Bajar el riesgo país, la llave para normalizar la economía

Para conseguirlo, habría que despejar el panorama financiero y lograr consensos políticos para el abordaje de las reformas de fondo

17/09/2018 | 5:17

Hasta marzo, la economía argentina crecía al 3 % anual y en un par de trimestres pasó abruptamente a contraerse a un ritmo aproximado de 2 % anual. Hay 5 puntos porcentuales de diferencia entre ambos escenarios, que podrían explicarse por la sequía (1,5 puntos), la devaluación (otros 1,5 puntos), la huida de capitales y el aumento del riesgo país, fenómenos que estaría restando 2 puntos porcentuales adicionales al crecimiento.

Los efectos de la sequía y de la devaluación ocurren este año por “única vez”, pero que el ascenso del riesgo país, que pasó de 400 puntos en 2017 hasta 800 puntos semanas atrás, necesita ser revertido para evitar la recaída en una “estanflación”.

Las exportaciones comenzarán a “remolcar” la economía y no habría que sorprenderse si aumentan 10.000 millones de dólares en 2019, en la medida en que el clima acompañe al agro y las mejoras de competitividad cambiaria se extiendan en el tiempo.

Más allá de medidas puntuales y sectoriales (para las pymes, construcción, etc.), volver al sendero de crecimiento del 3 % anual requiere que el programa en marcha sea capaz de reducir la tasa de riesgo país en 250 puntos por lo menos.

 

Despejar el panorama financiero

Desde que el Gobierno puso en marcha las medidas destinadas a eliminar el déficit primario del sector público nacional en 2019, de modo de anticipar desembolsos del FMI, el mercado financiero ha entrado en una etapa de menor volatilidad. Sin embargo, hay muchas variables que influyen antes de un veredicto más firme.

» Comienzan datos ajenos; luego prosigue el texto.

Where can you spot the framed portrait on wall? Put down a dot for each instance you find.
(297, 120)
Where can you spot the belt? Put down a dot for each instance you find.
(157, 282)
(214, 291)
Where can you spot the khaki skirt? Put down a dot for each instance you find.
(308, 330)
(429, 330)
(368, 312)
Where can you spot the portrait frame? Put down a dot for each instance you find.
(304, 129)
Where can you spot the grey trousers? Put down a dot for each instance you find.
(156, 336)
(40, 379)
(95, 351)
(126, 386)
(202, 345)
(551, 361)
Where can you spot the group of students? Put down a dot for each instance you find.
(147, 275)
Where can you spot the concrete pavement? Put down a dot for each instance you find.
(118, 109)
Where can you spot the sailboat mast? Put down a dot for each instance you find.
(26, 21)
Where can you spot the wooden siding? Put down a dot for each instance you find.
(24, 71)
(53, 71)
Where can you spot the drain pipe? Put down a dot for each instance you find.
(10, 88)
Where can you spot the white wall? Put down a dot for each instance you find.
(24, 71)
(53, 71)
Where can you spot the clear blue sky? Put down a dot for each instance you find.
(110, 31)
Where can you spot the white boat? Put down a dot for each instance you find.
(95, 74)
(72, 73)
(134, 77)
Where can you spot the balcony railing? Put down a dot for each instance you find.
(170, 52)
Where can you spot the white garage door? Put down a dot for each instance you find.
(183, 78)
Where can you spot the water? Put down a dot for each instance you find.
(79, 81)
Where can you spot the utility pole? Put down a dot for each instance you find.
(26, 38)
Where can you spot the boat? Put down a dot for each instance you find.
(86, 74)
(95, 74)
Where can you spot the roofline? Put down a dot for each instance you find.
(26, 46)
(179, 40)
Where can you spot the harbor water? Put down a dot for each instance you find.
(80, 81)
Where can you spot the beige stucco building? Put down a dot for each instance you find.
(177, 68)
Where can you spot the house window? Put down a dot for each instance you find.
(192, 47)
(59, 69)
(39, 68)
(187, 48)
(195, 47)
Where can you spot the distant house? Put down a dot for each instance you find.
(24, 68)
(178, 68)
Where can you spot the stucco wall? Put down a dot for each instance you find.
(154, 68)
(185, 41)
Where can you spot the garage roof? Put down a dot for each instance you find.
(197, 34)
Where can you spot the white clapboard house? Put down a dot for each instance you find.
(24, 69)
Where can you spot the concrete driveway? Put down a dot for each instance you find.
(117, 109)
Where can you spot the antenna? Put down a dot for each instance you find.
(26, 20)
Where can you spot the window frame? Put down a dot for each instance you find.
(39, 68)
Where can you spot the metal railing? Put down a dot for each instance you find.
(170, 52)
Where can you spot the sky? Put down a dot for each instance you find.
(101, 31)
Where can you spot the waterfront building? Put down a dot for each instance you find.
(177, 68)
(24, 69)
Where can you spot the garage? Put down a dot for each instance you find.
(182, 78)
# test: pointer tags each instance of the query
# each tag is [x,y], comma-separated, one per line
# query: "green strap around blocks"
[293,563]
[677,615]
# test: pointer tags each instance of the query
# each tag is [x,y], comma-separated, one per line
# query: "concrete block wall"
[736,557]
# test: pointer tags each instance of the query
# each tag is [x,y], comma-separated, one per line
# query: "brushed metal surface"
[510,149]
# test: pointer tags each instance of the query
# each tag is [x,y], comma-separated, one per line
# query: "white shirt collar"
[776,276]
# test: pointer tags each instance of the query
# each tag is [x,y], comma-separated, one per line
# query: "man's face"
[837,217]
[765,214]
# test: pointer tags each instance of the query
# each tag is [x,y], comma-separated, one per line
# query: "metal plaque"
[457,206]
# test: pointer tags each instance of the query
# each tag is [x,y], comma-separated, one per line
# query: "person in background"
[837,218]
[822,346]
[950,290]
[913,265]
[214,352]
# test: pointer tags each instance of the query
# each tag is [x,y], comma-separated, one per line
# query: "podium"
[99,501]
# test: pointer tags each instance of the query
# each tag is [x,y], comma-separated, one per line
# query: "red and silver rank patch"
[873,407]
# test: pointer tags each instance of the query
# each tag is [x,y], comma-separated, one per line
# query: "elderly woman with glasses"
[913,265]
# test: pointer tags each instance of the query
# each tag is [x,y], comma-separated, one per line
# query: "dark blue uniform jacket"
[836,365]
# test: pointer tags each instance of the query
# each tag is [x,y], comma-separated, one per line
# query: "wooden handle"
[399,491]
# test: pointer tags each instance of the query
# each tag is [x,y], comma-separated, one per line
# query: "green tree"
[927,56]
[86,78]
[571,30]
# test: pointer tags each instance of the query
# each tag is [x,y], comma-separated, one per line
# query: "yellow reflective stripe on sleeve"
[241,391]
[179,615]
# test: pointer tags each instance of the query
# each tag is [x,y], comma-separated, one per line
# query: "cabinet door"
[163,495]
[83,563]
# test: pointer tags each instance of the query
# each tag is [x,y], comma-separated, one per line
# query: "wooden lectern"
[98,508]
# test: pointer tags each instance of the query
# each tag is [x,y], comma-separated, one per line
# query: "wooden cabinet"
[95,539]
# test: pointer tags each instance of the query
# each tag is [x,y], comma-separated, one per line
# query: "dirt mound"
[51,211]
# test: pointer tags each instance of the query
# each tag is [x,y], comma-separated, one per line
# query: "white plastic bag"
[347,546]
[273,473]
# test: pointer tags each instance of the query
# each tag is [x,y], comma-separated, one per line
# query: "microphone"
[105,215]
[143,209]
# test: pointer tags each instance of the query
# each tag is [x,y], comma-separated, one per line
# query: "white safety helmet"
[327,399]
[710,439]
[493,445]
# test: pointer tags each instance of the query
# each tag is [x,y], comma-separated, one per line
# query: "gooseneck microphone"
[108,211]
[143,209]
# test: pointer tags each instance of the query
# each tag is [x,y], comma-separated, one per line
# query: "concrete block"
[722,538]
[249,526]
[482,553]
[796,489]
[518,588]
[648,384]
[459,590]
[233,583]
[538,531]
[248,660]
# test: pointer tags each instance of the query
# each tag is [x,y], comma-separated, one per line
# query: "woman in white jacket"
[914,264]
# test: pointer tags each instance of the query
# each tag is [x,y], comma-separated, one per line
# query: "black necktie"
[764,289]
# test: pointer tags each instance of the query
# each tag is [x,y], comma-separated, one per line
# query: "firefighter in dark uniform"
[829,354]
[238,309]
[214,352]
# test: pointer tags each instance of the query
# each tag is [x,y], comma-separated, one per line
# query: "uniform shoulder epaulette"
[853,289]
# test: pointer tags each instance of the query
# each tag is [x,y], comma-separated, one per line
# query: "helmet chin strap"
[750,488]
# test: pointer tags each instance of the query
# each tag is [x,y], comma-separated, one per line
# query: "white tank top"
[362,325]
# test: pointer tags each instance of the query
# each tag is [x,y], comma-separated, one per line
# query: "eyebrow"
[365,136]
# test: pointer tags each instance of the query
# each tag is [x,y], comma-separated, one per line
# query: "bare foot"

El mayor interrogante de corto plazo es el comportamiento de los tenedores de Lebac y Letes, títulos de corto plazo emitidos por el Banco Central y el Tesoro, cuyo stock alcanza a 360.000 millones de pesos y 11,800 millones de dólares, respectivamente.

 

Lograr consensos políticos

Además, para volver a crecer a buen ritmo no basta con despejar incógnitas vinculadas con el programa financiero de los próximos meses. Se requiere un horizonte político mucho más amplio. De allí la importancia de lo que ocurra con las medidas que requieren tratamiento parlamentario.

La cuestión del Presupuesto 2019 no es algo operativo, ya que el Gobierno podría manejarse con una extensión del de 2018. Es un tema político vinculado con la gobernabilidad. El principal partido de la oposición está dividido, fenómeno que limita sus posibilidades como opción de poder, pero el interrogante es hasta qué punto esa situación puede trabar las iniciativas del Ejecutivo. Parece difícil, porque dentro de ese grupo hay dirigentes relevantes que administran provincias y municipios, que no pueden darse el lujo de comprometer su propia gestión. Además, el gobierno nacional diseñó las últimas medidas con un guiño a cierta heterodoxia (las retenciones generalizadas), haciendo que el grueso del ajuste recaiga sobre Nación o jurisdicciones del oficialismo (CABA, Buenos Aires).

Por otra parte, es evidente que la parte de la oposición menos comprometida con la gestión que llegó hasta 2015 es muy consciente del fracaso que sería para su propio partido intentar reeditar en 2020 el modelo del cepo al cambio y al comercio exterior.

Estos debates sumarán elementos de juicio junto con el desenlace de la crisis de Brasil, tras las elecciones de octubre. El PIB del vecino país cae a un ritmo cercano al 1 % anual en el último quinquenio, la deuda pública supera 75 % del PIB y el déficit fiscal alcanza a 6,5 % del PIB, con muy alto gasto público y baja productividad. Parece haber sólo dos escenarios para el próximo gobierno: aplicar reformas que permitan volver a crecer o mantener el statu quo y enfrentarse a una economía cada vez más inmanejable.

Brasil adelanta el futuro de la Argentina, por el tipo de problemas por resolver. Si el vecino país comienza a recuperarse, será porque el sistema político se puso de acuerdo para las reformas que se necesitan. El otro escenario, de deterioro adicional de variables económicas y sociales, tendrá que ver con la falta de reformas. El diagnóstico será claro y aleccionador para los argentinos.

Tiempo atrás, en nuestro país, se había popularizado el “Teorema de Baglini”, según el cual,” el grado de responsabilidad de los dirigentes es directamente proporcional a sus posibilidades de acceder al poder”. A la luz de la crisis regional, esa causalidad está destinada a invertirse: los políticos tendrán chances de ser elegidos si antes prueban que merecen confianza.